Semiconductor organizations are accustomed to doing “bottom-up” project planning. Bottom-up project planning itemizes tasks and orders them in time, either in parallel or sequentially. This inherently poses two challenges:
- Trying to catalog every task and
- Estimating the duration of each task.
This may work satisfactorily for well-defined tasks and some phases of the project, but it tends to overlook the unexpected and under-represent the more variable periods of project activity. The consequence is poor schedule predictability.
Numetrics’ approach is inherently different from, but complementary to, bottom-up planning. Like top-down design, which enables IC development teams to design circuits at a high level of abstraction, such as RTL (Register Transfer Level), Numetrics’ Project Plan Synthesis technology uses a fact-based approach from the top down to estimate project staffing requirements and development cycle time. It models the IC development cycle as a stochastic process, in which estimates of resources and schedules are based on the project’s complexity.
Engineering managers provide a high-level description of the project that characterizes the chip’s design complexity. The synthesis engine decomposes this information to generate accurate, statistically-based, estimates of the time and effort the average team in the industry would require, from concept phase to release-to-production, to design that chip.
Modeling IC Development as a Stochastic Process
A good example of IC development’s stochastic nature is the additional time and effort triggered by:
- Unanticipated spec changes
- Library characterization & manufacturing process flaws
- EDA software bugs
- IP quality levels
- Logic design errors and other unpredictable events.
All of this is built into the model, as all projects have unpredictable things happen to them, but treating the development cycle as a stochastic process and therefore modeling its randomness, is the cornerstone for achieving good schedule predictability.

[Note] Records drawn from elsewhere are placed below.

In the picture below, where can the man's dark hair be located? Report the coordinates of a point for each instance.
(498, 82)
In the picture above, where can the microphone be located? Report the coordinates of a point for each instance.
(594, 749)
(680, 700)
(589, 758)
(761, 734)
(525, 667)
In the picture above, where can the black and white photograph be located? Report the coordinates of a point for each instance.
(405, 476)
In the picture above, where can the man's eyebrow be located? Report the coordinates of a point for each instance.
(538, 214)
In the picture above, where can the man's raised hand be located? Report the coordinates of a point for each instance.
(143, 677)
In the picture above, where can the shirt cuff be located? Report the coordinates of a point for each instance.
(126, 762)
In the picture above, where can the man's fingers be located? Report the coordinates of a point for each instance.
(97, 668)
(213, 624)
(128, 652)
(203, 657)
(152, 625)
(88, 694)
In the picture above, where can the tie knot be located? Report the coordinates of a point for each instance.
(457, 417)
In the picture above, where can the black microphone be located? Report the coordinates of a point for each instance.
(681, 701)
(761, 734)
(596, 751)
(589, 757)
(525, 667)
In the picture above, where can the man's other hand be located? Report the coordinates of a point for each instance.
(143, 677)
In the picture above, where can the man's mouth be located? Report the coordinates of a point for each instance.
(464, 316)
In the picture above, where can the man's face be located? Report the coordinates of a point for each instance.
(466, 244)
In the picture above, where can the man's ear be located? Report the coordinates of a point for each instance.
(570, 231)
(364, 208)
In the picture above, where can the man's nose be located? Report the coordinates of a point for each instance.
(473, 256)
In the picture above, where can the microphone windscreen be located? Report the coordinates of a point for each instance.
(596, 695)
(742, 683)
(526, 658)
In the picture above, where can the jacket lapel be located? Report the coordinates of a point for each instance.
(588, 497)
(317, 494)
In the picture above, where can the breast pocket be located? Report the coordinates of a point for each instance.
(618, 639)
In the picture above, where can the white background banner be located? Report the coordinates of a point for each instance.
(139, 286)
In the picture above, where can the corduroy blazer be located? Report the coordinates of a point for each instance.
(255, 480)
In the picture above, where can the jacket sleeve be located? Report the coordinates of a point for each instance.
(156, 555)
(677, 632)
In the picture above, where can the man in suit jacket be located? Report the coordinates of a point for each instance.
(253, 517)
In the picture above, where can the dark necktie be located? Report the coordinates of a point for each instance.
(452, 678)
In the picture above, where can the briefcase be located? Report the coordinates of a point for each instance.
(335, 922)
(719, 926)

Although it’s impossible to know for sure which random events will occur or their individual impact, it is a foregone conclusion that almost every project will experience a certain number of them that will cause schedule slip. The project modeling challenge is similar to modeling manufacturing yield–process manufacturing specialists compute and plot the probability of a random defect on a die of a certain size, even though neither the particular defect nor its occurrence on a specific wafer or die is known. However, one of the key things specialists know is die size, and from this and other statistical data, process experts can accurately predict the number of good vs. bad die on a wafer.
Numetrics synthesis solution uses similar approach, except instead of using die size to predict yield, the model uses design complexity to predict project effort and duration. The model analyzes the technical characteristics of the design and calculates complexity, which is expressed as industry norm effort. What makes this possible is Numetrics’ Industry Database of more than 1,600 IC projects, which calibrates the complexity calculation algorithms. In the absence of a large database, developing a reliable stochastic model is nearly impossible. The industry database coupled with Numetrics’ modeling expertise is what makes the solution unique.
With Numetrics’ solution, engineering managers quickly determine the industry norm effort for the particular chip design undergoing planning. This provides an excellent starting point for generating a reliable staffing plan and schedule. The industry norm effort is the amount of effort the average development team in the industry would spend on the project, from concept to release-to-production. The manager then adjusts the industry norm estimate to reflect the specifics of his or her particular project and team. The amount of adjustment is based on the manager’s specific knowledge of the development team and a few benchmarks of prior performance. This yields a precise estimate of the effort the particular team will need to expend on the project.
This type of reality-based estimate is defined by the execution performance achieved on prior projects having similar characteristics. Numetrics’ fact-based approach can be reliably applied earlier in the process than bottom-up planning and with little effort, to help guide product direction and make better choices.
The Industry Database calibrates Numetrics’ proprietary IC design complexity normalization engine and estimation models and is the kernel of the NMX-ERP software suite. The patented complexity calculation engine is unique in the industry. Leveraging the Database, the models accurately estimate the amount of effort and time required to develop an IC, from concept to volume production. The models drive Numetrics’ risk analysis and project planning tools, which have been applied to over 500 production IC projects and provide semiconductor development organizations with unprecedented schedule reliability and predictability.